Lastly, we used the imblearn.ensemble library. We trained and compared two different ensemble classifiers, BalancedRandomForestClassifier
and EasyEnsembleClassifier
, to predict credit risk and evaluate each model. Using both algorithms, we resampled the dataset, view the count of the target classes, train the ensemble classifier, calculate the balanced accuracy score, generate a confusion matrix, and generate a classification report.
-
Balanced Random Forest Classifier:
- Balance Accuracy Score: 0.79
- Precision: 0.99
- Recall: 0.89
- F1: 0.94
-
Easy Ensemble AdaBoost Classifier:
- Balance Accuracy Score: 0.94
- Precision: 1.00
- Recall: 0.94
- F1: 0.97
In regards to Credit Risk being apart of the financial sector and key player in the financial industry, in this case sensitivity is more valuable than precision for analyzing risk and rates on individuals. Banks historically want and are able to mark and evaluate high-risk individuals as high-risk and vice versa depending on selected factors. All six algorithmns in this project scored very low for high-risk individuals in terms of precision with the highest being the Easy Ensemble
AdaBoost Classifier with 8% precision. This translates to that out of all the customers being marked as high-risk, 8% were actually high risk that could be detriment to the firms using these models that lead to inaccuracies and margin of errors for both the firms and customers.

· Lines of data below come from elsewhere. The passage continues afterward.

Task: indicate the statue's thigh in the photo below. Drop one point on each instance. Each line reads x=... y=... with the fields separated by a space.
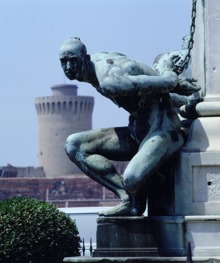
x=113 y=143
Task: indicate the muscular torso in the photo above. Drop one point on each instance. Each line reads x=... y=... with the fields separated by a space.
x=148 y=112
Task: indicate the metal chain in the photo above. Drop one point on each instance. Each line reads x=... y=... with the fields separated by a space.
x=179 y=68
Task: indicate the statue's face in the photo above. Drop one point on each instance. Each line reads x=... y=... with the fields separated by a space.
x=72 y=61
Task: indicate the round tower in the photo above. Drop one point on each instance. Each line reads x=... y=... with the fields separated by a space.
x=60 y=115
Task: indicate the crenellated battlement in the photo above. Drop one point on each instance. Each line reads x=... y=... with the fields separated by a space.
x=64 y=104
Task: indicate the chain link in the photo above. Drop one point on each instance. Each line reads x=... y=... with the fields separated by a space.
x=179 y=68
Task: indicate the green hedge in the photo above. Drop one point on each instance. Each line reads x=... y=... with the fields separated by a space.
x=34 y=231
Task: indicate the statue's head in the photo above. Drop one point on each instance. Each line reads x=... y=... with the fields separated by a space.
x=73 y=58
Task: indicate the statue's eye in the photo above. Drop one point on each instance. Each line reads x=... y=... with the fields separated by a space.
x=73 y=59
x=63 y=60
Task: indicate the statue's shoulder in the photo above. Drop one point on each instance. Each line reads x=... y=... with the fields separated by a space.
x=106 y=55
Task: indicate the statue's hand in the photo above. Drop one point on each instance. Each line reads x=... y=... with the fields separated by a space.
x=186 y=86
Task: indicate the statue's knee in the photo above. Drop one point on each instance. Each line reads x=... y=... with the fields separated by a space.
x=72 y=146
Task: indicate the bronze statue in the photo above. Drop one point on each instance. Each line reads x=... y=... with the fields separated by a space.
x=153 y=134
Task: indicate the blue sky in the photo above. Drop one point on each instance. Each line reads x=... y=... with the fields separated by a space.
x=31 y=34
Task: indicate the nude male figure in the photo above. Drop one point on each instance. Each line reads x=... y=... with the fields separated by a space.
x=153 y=134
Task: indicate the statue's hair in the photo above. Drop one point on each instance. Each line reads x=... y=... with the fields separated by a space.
x=76 y=41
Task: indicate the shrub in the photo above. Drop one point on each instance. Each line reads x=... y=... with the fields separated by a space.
x=35 y=231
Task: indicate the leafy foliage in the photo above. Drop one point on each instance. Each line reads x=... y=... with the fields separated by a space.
x=34 y=231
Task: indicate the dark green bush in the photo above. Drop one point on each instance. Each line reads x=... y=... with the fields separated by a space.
x=34 y=231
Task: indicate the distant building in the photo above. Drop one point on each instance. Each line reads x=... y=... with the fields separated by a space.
x=60 y=115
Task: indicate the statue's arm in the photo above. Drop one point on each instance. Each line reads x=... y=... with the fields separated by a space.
x=141 y=84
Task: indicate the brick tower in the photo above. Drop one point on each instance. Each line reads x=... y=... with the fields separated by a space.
x=60 y=115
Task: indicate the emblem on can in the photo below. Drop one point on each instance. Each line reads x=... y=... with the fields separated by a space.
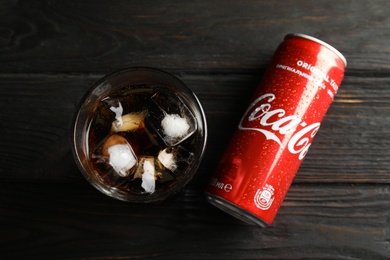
x=277 y=129
x=264 y=197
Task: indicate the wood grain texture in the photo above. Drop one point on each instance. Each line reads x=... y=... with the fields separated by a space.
x=93 y=36
x=64 y=221
x=52 y=51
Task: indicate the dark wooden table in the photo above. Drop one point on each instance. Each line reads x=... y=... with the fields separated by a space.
x=52 y=51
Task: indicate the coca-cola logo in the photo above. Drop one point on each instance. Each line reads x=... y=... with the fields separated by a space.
x=275 y=125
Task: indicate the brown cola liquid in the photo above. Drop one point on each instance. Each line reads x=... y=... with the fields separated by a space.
x=144 y=141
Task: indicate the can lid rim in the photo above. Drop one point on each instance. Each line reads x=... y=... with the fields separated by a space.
x=301 y=35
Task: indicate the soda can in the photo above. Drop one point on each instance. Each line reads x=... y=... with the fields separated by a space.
x=277 y=129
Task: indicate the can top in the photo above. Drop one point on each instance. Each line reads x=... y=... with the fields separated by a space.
x=320 y=42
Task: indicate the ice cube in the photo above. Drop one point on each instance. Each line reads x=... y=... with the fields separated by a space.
x=120 y=155
x=148 y=179
x=147 y=172
x=170 y=118
x=129 y=122
x=175 y=159
x=118 y=112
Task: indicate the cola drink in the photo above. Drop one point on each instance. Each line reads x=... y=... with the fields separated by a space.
x=139 y=135
x=277 y=129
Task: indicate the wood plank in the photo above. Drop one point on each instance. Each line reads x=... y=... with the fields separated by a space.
x=90 y=36
x=315 y=221
x=353 y=144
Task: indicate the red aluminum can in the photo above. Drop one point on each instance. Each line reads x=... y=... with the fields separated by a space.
x=277 y=129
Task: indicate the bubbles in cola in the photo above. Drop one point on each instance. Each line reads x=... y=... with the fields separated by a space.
x=142 y=139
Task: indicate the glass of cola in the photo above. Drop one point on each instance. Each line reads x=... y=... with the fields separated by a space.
x=139 y=135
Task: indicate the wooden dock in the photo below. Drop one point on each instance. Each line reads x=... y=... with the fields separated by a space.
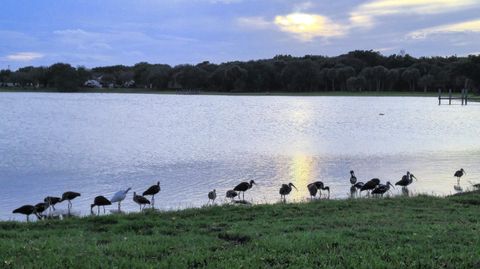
x=464 y=98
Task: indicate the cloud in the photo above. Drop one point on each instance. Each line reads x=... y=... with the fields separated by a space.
x=472 y=26
x=254 y=22
x=365 y=15
x=24 y=56
x=306 y=26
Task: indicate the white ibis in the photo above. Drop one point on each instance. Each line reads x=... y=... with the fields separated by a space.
x=154 y=189
x=381 y=189
x=140 y=200
x=406 y=180
x=69 y=196
x=285 y=190
x=231 y=194
x=119 y=196
x=40 y=208
x=98 y=202
x=353 y=178
x=243 y=187
x=52 y=201
x=25 y=210
x=212 y=196
x=458 y=174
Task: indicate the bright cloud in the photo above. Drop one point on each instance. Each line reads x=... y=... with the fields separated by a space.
x=306 y=26
x=24 y=56
x=365 y=14
x=468 y=26
x=254 y=22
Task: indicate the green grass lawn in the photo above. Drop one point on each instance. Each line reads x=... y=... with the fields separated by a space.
x=418 y=232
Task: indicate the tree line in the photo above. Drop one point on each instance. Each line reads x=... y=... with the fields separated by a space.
x=354 y=71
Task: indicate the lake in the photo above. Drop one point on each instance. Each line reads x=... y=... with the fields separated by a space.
x=97 y=144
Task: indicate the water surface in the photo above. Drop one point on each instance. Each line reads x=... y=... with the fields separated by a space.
x=97 y=144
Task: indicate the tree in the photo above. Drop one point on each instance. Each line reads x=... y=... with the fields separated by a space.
x=411 y=75
x=426 y=81
x=63 y=77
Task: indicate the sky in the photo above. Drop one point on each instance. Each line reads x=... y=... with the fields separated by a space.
x=108 y=32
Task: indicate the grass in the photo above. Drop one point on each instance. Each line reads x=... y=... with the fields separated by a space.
x=418 y=232
x=274 y=93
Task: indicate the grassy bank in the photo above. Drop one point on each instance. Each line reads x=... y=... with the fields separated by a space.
x=320 y=93
x=419 y=232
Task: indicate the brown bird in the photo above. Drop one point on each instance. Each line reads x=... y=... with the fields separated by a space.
x=285 y=190
x=243 y=187
x=140 y=200
x=154 y=189
x=231 y=194
x=25 y=210
x=69 y=196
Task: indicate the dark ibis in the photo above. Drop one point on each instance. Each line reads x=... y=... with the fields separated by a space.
x=380 y=189
x=140 y=200
x=312 y=189
x=98 y=202
x=370 y=185
x=40 y=208
x=320 y=186
x=243 y=187
x=406 y=180
x=285 y=190
x=231 y=194
x=119 y=196
x=212 y=196
x=69 y=196
x=353 y=178
x=25 y=210
x=52 y=201
x=458 y=174
x=154 y=189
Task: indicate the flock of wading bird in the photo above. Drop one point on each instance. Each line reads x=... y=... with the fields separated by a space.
x=373 y=187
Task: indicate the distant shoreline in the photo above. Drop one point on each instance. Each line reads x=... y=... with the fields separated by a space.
x=319 y=93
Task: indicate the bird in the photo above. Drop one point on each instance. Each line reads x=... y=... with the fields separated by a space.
x=52 y=201
x=154 y=189
x=458 y=174
x=358 y=185
x=119 y=196
x=406 y=180
x=381 y=188
x=69 y=196
x=353 y=178
x=140 y=200
x=370 y=185
x=312 y=189
x=320 y=186
x=243 y=187
x=231 y=194
x=40 y=208
x=98 y=202
x=212 y=196
x=25 y=210
x=285 y=190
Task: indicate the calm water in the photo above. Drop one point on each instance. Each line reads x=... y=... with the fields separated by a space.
x=97 y=144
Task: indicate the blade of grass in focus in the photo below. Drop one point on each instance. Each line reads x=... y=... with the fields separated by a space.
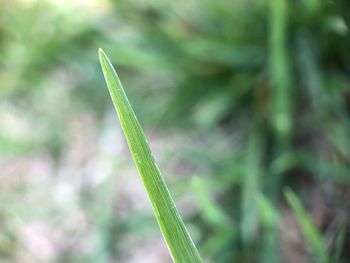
x=174 y=231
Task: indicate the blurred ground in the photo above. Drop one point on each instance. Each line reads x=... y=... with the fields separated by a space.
x=245 y=104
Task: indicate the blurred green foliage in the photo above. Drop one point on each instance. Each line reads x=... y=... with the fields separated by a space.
x=262 y=85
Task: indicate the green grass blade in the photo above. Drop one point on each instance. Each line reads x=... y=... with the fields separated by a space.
x=308 y=227
x=174 y=231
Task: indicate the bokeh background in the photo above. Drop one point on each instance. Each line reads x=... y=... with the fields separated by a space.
x=245 y=103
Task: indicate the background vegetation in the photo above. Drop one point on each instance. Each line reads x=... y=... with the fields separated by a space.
x=246 y=104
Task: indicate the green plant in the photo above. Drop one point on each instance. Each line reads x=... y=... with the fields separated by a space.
x=174 y=231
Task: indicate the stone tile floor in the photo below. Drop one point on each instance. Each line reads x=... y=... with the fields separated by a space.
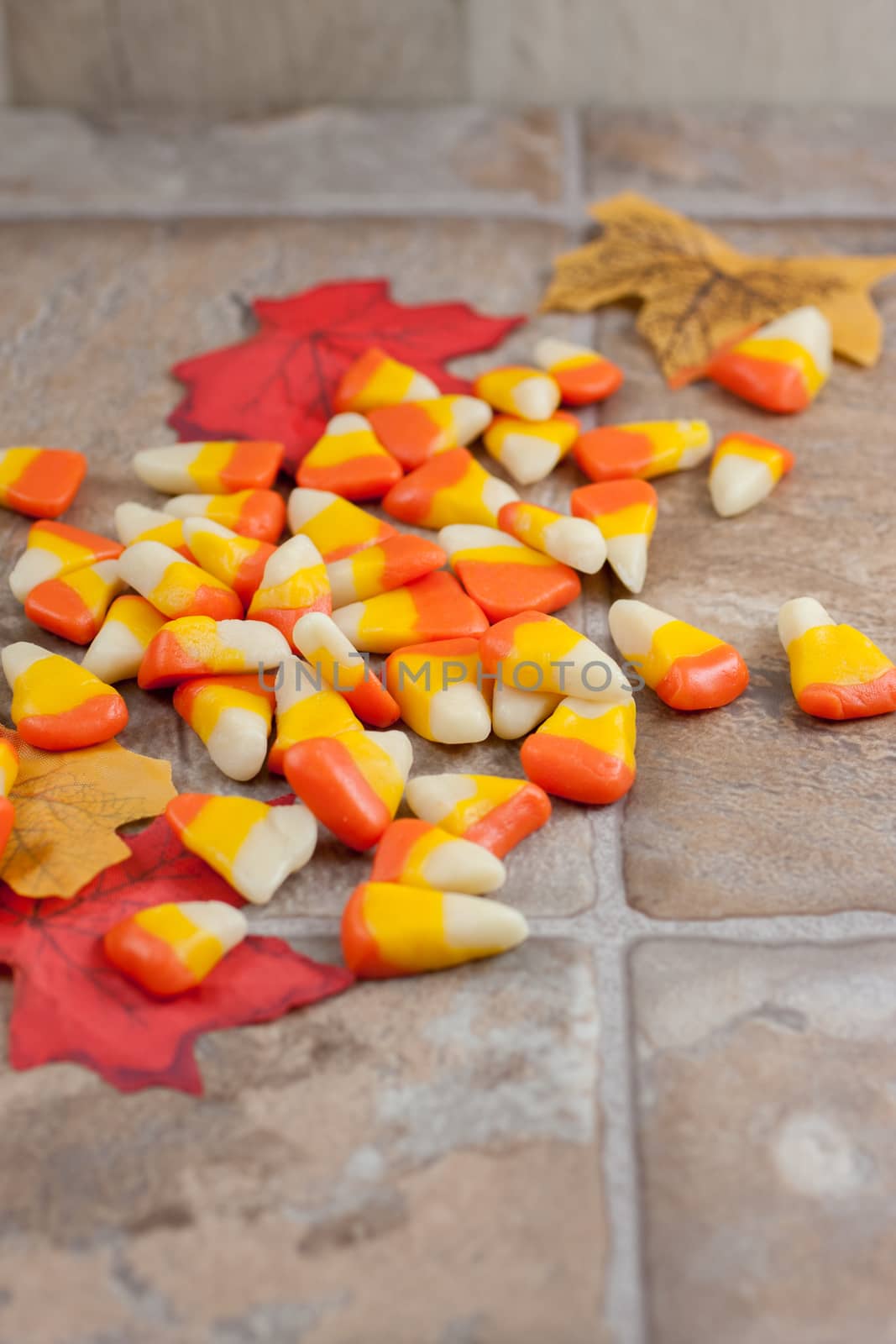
x=667 y=1120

In addition, in this project the aspect of precision is not giving us enough information to compare the six algorithms, so the best possible analysis would be to analyze sensitivity. The model with the highest sensitivity was the Easy Ensemble
AdaBoost Classifier. In terms of recall, 94% was for high-risk and 94% was for low-risk individuals. This translates to that 91% of the time all the high-risk individuals are marked as high-risk individuals. Followed by this model, the other two with high recall were the Random Forest Classifier (89%) and SMOTEENN Resample 66%).
Lastly, we analyzed the balanced accuracy score to make the final decision of which machine-learning model to use. The accuracy score stands for how correct was the machine-learning model that translates to out of all the predictions how many of them were true to the classification. As we were able to see, the model with the highest accuracy score was again the Easy Ensemble
AdaBoost Classifier. This model is be recommended for its all around high metrics of score.